Für die beiden und auch ihren ältesten Sohn, heute 25, ist der Prozess das vielleicht Letzte, was sie für Tobias tun können. Das Geschehene hat sie zusammengeschweißt. Jetzt geben sie ihm, der schon lange tot ist, aber längst nicht vergessen, ein Gesicht. „Tobias war ein Wunschkind. Sehr lebhaft, es war immer was los, wenn er da war“, erzählt seine Mutter. Als sehr talentierten Radfahrer schildert ihn der Vater, der seine Söhne selbst trainiert hat. Beide Eltern, er arbeitet in der Autobranche, sie verkauft in einer Bäckerei, malen das Bild einer harmonischen Familie, die im Kreis Böblingen im Doppelhaus lebt. Bis der 30. Oktober 2000, der erste Tag der Herbstferien, die Idylle zerfetzt.

An diesem Tag wird der Fünftklässler ermordet. Der Vater findet den Leichnam und will zunächst an einen Unfall glauben. „Aber wie er dalag, die Augen aufgerissen, die Hände verkrampft, da muss ein Kampf stattgefunden haben“, sagt der Vater. Sein Sohn habe sich nicht wehrlos ergeben: „Dazu kenne ich ihn zu gut.“ Er korrigiert sich: „Dazu habe ich ihn zu gut gekannt.“

Mord gestanden

Der Angeklagte, ein 48 Jahre alter Bäcker, der sich selbst als pädophil bezeichnet, hat den Mord an dem Jungen längst in allen schmerzvollen Details gestanden.

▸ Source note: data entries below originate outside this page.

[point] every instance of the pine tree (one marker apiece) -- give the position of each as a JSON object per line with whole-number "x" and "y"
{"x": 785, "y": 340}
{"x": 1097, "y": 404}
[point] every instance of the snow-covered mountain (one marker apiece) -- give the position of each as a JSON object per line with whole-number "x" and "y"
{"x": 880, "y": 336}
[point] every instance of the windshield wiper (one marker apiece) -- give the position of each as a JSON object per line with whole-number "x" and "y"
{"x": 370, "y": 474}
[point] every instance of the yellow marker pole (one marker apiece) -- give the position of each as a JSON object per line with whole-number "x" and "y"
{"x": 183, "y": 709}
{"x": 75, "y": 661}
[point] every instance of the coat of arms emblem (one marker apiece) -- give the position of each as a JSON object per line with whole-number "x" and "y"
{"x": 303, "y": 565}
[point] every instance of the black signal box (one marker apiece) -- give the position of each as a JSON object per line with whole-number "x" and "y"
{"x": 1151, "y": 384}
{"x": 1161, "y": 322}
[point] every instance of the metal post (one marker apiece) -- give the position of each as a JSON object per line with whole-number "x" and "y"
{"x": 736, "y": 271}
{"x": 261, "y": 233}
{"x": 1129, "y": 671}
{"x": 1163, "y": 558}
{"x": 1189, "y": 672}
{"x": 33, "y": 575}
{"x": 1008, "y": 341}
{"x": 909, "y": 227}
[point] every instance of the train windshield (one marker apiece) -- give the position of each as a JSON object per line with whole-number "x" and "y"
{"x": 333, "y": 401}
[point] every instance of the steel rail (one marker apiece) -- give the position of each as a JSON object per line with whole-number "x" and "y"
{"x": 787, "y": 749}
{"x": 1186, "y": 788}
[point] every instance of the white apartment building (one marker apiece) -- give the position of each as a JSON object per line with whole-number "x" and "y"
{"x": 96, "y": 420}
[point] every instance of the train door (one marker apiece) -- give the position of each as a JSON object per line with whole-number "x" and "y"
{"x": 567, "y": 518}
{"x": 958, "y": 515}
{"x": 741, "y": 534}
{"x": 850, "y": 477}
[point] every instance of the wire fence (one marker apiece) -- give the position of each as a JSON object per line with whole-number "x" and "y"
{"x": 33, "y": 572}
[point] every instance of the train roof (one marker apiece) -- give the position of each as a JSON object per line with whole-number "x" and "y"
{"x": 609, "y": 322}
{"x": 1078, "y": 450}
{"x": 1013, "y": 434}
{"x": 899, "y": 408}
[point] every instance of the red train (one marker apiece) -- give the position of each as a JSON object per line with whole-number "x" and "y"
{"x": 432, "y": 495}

Aber auch ohne dessen Aussage, die Einblicke gibt in tief gestörte sexuelle Fantasien, lässt der Fall Tobias wohl keinen kalt, der damit in Berührung gerät. Auch die Richterin nicht: „Ich möchte Ihnen das aufrichtige Mitgefühl des Gerichts aussprechen“, sagt Regina Rieker-Müller, noch bevor sie das Ehepaar nacheinander auf den Zeugenstuhl bittet. Dabei ist sie als Vorsitzende einer Schwurgerichtskammer einiges gewohnt.

Auch ein Polizist, der nicht mehr bei der Mordkommission arbeitet, hält dennoch Kontakt zur Familie; seine Kollegin, die zugegen war, als der Vater den Jungen fand, weint im Zeugenstand. Vielleicht ist der Fall auch deswegen so ungeheuerlich, weil viele Rätsel unlösbar schienen und scheinen. Wie das Rätsel um die blaue Faser.

Offene Fragen bleiben

400 Spuren davon wurden auf der Regenjacke des toten Jungen gefunden, das sind ungewöhnlich viele. Sie stammen von einer mittelblauen Fleecejacke, die bis heute nicht zugeordnet werden kann. In der Wohnung von Tobias Eltern, dessen Oma, im Umfeld des zunächst verdächtigten Sonderschülers – nirgendwo fand sich ein passendes Kleidungsstück. Dabei war sogar das Fusselsieb seiner Waschmaschine analysiert worden. „Und allein damit können Sie eine Person zwei Jahre beschäftigen“, sagt ein Diplombiologe, der beim Landeskriminalamt als Fasersachverständiger arbeitet. „Aber wegen des großen Drucks auf die Polizei haben wir das 2007 doch durchsucht.“ Ohne Ergebnis. Und der Angeklagte selbst, der bisher den Eindruck macht, offen auf alle Fragen zu antworten, sagt: „Ich bin mir fast ganz sicher, dass die Spur nicht von mir war.“

War also zwischen dem Tod des Jungen gegen 17.30 Uhr und dessen Auffinden um 22 Uhr noch jemand an der Leiche? Man weiß es nicht. Die Mutter hingegen äußert eine traurige Gewissheit: „Tobias feiert keinen Geburtstag mehr.“ Vor drei Tagen wäre er 23 Jahre alt geworden.